Form based on tabular analysis technology in image differentiates and localization method
Technical field
The present invention relates to tabular analysis technical field in image procossing, more particularly to one kind to be based on tabular analysis skill in image
The form of art differentiates and localization method.
Background technology
Paper document is a kind of common Informational Expression, and has higher stability and security, but with letter
The development of breath technology, it is difficult to information management and increasingly highlighted the shortcomings that analysis.Using image processing techniques to papery text
Shelves information is digitized processing and has become inexorable trend.
At present, domestic and international main digital document method is that paper document is scanned into the image for including various information,
Image information is extracted according to Digital image technology.During image information is extracted, the extraction of list data is very crucial
A step, if form is differentiated or positioned internal is inaccurate by mistake, not only result in and lose tableau format information, also result in
Produce the OCR recognition results of mistake.
Conventional form discrimination method is to find the straight line in image, enters line tilt correction according to straight line, in slant correction
Image in if horizontal linear and vertical line meet table features, then it is assumed that be form, but this method is on the one hand easy
Correction is inaccurate, on the other hand, has some similar to tabular drawing picture by flase drop, causes false drop rate higher.And conventional form
Positioning is by finding straight line Information locating table cell, and this method can cause position inaccurate due to the interruption of straight line.

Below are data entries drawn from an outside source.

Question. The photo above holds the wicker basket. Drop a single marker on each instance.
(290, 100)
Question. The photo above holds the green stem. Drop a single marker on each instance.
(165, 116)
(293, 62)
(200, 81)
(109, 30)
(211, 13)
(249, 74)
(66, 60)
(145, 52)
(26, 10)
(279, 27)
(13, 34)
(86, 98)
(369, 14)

The content of the invention
The technical problems to be solved by the invention are to provide one kind for above-mentioned the deficiencies in the prior art to be based on table in image
The form of case analysis technology differentiates and localization method, form discriminating and localization method based on tabular analysis technology in image,
Differentiate that outer encirclement frame is by the method for finding doubtful table area and internally find the horizontal and vertical straight line for meeting number
No is form, eliminates non-tabular drawing picture, differentiates that the accuracy rate of form is higher, and using each encirclement frame in searching form
Method, each encirclement frame in form can form a profile, be ranked up according to the position of profile, final position-table,
Laid the foundation for reduction form data afterwards, form locating is very accurate.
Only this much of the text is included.